The game, jointly developed by the People's Daily, the flagship newspaper of the Communist Party of China, and China's tech giant Tencent, was released on Tuesday to promote patriotism, the People's Daily said.
Players first choose their home city then join the construction of the city - building houses and running businesses, which can earn virtual income for the players.
Each player's income will be converted into the province's total score and serves as the base for the ranking among different provinces.
The conversion ratio varies due to different businesses, according to players reached by the Global Times.
Real estate, although the most profitable industry for players, contributes little to the city, while trade, manufacturing and service industries contribute more, a player surnamed Zhong, 24, told the Global Times. His hometown is Shangrao, East China's Jiangxi Province.

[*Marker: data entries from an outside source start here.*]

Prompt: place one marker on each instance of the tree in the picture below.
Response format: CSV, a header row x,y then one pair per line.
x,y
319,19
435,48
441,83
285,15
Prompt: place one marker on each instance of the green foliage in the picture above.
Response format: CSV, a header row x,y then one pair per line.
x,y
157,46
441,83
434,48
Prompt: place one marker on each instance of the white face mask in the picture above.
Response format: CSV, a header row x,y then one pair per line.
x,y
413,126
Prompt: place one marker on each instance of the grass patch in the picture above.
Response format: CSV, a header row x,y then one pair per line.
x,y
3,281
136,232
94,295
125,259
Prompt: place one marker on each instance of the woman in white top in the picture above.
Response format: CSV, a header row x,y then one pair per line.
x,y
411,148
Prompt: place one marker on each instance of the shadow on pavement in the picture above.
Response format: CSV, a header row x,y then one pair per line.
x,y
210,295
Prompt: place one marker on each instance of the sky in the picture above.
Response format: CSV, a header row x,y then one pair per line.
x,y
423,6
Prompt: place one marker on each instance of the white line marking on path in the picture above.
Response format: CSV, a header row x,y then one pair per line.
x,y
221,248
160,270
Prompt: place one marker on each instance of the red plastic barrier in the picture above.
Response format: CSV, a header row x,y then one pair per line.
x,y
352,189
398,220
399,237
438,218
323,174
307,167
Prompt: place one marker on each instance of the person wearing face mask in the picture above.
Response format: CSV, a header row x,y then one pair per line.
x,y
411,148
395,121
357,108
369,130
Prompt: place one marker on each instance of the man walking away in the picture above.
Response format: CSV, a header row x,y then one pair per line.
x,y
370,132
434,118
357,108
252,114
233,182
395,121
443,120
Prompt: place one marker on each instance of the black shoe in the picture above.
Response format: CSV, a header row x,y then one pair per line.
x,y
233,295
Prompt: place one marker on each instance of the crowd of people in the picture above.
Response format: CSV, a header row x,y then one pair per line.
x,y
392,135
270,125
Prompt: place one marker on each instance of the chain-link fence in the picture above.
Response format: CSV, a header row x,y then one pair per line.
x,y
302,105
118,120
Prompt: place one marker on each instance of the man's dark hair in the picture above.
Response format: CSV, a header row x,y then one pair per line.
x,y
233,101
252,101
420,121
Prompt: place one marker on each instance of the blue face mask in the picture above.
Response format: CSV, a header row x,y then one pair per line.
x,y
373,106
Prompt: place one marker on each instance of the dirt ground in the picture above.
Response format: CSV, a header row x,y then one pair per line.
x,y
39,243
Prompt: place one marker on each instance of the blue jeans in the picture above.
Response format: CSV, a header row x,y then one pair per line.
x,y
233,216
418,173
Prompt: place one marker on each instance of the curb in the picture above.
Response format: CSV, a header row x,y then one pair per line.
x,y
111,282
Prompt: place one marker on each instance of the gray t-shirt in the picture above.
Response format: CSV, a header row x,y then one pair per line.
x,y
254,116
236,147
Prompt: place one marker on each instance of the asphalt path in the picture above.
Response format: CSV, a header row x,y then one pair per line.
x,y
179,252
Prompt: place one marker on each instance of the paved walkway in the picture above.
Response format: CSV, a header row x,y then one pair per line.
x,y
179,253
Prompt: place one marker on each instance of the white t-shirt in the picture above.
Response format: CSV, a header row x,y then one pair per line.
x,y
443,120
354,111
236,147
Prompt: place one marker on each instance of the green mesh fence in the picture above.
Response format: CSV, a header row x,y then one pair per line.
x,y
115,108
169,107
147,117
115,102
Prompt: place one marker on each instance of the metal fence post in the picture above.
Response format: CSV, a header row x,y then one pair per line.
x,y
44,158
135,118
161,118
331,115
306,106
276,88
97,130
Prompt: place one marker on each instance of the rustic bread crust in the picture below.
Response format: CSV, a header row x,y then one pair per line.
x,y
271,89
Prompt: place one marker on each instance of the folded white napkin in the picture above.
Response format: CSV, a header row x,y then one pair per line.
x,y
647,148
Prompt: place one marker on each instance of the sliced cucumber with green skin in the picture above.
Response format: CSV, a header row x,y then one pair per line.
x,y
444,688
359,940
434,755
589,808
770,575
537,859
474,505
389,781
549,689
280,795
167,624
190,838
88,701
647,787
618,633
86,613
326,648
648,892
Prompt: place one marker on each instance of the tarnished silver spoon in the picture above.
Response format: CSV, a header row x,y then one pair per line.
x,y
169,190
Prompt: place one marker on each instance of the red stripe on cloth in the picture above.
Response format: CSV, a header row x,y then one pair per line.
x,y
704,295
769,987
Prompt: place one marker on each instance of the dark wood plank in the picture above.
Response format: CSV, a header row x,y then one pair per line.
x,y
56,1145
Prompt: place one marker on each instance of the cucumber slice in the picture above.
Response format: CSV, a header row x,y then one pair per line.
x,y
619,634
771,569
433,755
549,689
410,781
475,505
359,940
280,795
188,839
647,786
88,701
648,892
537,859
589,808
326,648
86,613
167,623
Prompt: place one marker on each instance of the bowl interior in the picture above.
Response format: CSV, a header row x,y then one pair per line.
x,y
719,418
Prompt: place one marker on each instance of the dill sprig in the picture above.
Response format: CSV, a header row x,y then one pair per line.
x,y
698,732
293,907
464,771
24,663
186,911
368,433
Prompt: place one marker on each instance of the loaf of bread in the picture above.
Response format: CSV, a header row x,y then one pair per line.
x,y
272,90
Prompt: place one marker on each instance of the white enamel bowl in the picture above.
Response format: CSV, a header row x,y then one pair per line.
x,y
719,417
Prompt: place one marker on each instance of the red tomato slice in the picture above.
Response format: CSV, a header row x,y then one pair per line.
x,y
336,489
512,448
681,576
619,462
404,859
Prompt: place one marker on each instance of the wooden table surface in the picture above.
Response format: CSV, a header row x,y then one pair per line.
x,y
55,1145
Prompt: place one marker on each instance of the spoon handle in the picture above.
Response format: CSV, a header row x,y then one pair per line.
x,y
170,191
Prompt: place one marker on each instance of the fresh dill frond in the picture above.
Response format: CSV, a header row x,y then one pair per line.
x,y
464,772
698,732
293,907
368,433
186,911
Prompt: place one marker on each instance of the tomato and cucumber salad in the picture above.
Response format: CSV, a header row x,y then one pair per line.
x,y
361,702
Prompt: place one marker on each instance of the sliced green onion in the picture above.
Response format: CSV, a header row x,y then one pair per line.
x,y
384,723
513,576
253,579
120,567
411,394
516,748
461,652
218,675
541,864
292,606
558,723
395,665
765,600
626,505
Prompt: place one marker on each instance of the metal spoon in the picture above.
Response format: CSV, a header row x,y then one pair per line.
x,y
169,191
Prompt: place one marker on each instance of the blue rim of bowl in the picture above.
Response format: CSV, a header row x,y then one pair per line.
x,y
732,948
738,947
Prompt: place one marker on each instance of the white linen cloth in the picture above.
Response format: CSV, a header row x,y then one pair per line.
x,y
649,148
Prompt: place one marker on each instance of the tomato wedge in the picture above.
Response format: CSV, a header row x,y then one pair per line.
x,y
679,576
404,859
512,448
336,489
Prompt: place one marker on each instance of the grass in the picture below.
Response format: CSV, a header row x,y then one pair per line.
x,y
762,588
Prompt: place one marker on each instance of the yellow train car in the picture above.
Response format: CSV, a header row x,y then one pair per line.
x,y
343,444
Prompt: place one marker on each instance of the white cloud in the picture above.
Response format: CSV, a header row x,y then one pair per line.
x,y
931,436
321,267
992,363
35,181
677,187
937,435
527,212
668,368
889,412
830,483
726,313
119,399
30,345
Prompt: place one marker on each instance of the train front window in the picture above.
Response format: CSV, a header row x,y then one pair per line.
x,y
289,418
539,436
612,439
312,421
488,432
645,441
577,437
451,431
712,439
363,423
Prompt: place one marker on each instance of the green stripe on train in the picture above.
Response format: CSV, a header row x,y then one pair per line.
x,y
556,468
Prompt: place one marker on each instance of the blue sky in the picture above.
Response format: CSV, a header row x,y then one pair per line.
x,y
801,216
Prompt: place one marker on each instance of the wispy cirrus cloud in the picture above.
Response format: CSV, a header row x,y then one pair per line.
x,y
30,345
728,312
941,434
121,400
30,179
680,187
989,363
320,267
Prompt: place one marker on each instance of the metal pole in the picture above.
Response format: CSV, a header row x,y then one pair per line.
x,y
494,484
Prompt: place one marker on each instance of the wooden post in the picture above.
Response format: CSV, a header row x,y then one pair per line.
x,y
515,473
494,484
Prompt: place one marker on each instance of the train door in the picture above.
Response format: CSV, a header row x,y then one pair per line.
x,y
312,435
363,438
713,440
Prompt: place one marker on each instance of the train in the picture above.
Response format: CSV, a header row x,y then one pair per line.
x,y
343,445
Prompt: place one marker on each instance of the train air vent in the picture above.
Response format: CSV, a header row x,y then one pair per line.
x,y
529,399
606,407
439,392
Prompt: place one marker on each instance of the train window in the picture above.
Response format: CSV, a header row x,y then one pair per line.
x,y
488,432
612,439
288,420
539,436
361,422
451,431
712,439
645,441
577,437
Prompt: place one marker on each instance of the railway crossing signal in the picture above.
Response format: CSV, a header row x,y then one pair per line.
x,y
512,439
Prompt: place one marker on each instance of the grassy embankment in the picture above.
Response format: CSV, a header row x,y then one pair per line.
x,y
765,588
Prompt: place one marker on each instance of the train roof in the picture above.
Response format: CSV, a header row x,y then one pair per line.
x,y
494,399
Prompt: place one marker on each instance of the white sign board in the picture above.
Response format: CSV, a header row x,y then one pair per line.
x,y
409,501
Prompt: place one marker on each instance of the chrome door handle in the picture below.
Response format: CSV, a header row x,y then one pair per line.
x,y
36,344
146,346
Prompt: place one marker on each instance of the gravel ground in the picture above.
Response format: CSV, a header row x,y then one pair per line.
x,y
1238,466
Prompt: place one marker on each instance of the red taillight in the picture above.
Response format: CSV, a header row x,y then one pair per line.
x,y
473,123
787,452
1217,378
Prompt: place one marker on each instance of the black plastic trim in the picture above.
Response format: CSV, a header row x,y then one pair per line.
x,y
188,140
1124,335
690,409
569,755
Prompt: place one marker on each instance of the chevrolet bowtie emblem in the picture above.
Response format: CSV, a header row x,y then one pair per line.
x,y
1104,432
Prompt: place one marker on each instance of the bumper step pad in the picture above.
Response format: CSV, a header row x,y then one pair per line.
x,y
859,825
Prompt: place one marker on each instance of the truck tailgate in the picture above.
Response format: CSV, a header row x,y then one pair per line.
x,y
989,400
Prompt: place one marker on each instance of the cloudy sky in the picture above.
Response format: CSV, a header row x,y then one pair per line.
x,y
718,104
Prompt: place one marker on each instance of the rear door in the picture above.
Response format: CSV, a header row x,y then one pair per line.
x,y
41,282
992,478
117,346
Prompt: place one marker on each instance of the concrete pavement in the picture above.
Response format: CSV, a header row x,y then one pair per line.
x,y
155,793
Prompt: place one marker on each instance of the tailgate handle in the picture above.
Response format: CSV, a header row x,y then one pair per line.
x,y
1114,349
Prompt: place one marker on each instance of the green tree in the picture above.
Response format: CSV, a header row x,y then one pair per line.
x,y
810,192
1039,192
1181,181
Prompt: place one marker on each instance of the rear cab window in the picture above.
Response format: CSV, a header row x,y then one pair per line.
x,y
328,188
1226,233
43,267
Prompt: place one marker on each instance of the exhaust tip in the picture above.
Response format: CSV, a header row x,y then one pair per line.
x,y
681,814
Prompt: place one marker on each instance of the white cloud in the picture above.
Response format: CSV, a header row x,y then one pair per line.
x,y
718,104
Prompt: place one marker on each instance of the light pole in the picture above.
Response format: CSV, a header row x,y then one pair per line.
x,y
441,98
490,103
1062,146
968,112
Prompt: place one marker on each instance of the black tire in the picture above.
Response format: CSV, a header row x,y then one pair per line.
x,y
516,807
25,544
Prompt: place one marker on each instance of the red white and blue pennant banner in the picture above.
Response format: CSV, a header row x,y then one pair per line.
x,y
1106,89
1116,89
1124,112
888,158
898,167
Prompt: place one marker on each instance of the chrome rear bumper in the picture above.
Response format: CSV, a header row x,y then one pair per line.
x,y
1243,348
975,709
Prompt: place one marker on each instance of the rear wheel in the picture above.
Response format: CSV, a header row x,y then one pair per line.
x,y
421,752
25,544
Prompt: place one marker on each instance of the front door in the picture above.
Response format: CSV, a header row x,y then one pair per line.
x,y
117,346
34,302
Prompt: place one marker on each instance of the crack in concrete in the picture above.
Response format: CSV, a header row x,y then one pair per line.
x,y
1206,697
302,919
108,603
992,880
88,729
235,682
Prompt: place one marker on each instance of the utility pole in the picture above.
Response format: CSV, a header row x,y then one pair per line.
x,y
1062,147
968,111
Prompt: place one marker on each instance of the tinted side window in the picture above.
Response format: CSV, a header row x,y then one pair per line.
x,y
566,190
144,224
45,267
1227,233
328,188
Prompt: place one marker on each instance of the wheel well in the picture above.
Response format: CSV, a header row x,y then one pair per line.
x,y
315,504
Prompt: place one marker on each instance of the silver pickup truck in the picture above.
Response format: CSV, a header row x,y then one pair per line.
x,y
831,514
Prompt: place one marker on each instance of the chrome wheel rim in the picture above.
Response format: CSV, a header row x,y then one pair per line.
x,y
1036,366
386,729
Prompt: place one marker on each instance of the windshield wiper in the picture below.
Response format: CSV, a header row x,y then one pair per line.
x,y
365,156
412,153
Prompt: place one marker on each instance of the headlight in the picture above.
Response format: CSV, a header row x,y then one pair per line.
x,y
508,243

As of press time, South China's Guangdong Province and East China's Jiangsu were the top two, which coincides with the top two on the GDP list of Chinese provinces in 2018.
Players can also learn about the benefits of national policies and strategies - including the Belt and Road Initiative (BRI), cracking down on gang crimes and establishing a credit system - and apply the policies and strategies to better construct their virtual cities.
For example, players' income will rise by as high as 50 percent after joining the BRI, and as high as 150 percent after entering a free trade zone.
The Global Times found that, on the game's highest level, joining the credit system can increase incomes by as much as 180 times.
About 300 cards that show the beautiful urban scenery and unique regional culture of modern China will also be unlocked one by one as the total score of all the players reaches a certain figure.
Chinese netizens, especially young people, have been addicted to the game.
"More animated residents and cars will appear in the city once I complete a task in the game, which makes me feel proud as I contributed to the city's prosperity and understand the difficulties of building a country," a Beijing-based player, 22, who requested anonymity, told the Global Times on Saturday.
The game app topped the free game ranking on Apple's App Store, and its Android version has been downloaded 398,592 times as of press time, according to Chinese application data analysis website qimai.cn.